Kriminalisierte Kurvengänger
Von Oliver Rast![imago1055259031.jpg](/img/450/205361.jpg)
Das Stadion ist ihr Experimentierfeld, Fans sind ihre Versuchskaninchen. Oder: Behörden schikanieren Anhänger des Fußballsports, besonders rebellische Kurvengänger. Dreister, härter, repressiver. Der Dachverband der Fanhilfen, ein bundesweiter Zusammenschluss von Fanhelfern, präsentierte am Dienstag ein Forderungspapier zur Bundestagswahl. Sieben Punkte zur Wahrung von Fan-, Bürger- und Freiheitsrechten. Denn mantramäßig wiederholten Fanatiker im Sicherheitsapparat, in Parteien und in Verbänden, dass ein Besuch in der Arena gefährlich sei. Grober Unfug, betonen die Aktivisten aus dem weiten Rund.

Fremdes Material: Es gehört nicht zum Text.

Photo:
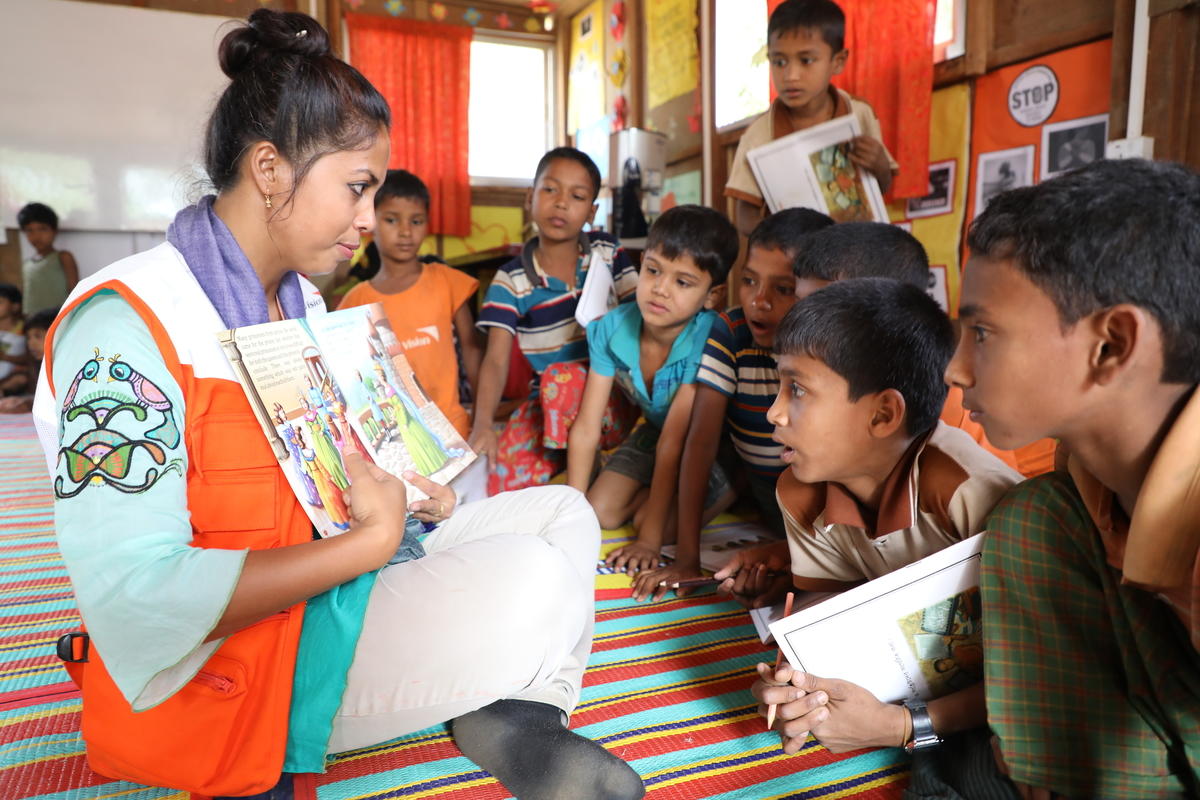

Mittels Kriminalisierung von Fankultur und Fandasein werde »ein verzerrtes öffentliches Bild gezeichnet, welches der Einschränkung grundlegender Freiheits- und Bürgerrechte dient«, sagte Linda Röttig, Vorstandsmitglied des Fanhilfendachverbands, am Dienstag gegenüber jW. Und ganz wichtig: Repressalien erfolgten oftmals zuerst bei Fußballfans, würden bei ihnen erprobt, durchgesetzt, um alsdann weitere soziale Gruppen zu treffen.
Die organisierten Fanrechtler lehnen etwa die »Totalüberwachung der Kommunikation durch die Einführung der Chatkontrolle« ab. Sie fordern indes ein Zeugnisverweigerungsrecht für Sozialarbeiter in Fanprojekten und erteilen erweiterten Befugnissen für Polizeibehörden eine Absage. Und nicht zuletzt steht die Verbunddatei des Bundeskriminalamts, die Datei »Gewalttäter Sport« (DGS), in der Kritik. Dort werden Fans allein wegen Bagatellen gespeichert. Ferner sei die DGS intransparent, das verletze das Recht auf informationelle Selbstbestimmung. Kurzum, die Datei gehöre abgeschafft. Sofort, ersatzlos.
Eine Reform durch die Ampel – wie im Koalitionsvertrag versprochen – blieb aus, bemängelte Fananwalt René Lau am Dienstag gegenüber jW. Und sowieso: Beschuldigten- und Verteidigerrechte seien in den vergangenen Jahren genug eingeschränkt worden. Lau: »Deshalb ist es an der Zeit, zur rechtsstaatlichen Politik zurückzukehren.«
Das mahnt auch Röttig von den Fanhilfen an. Und wer glaube, »sich auf Kosten von Fußballfans politisch profilieren zu können, befindet sich auf dem Holzweg«.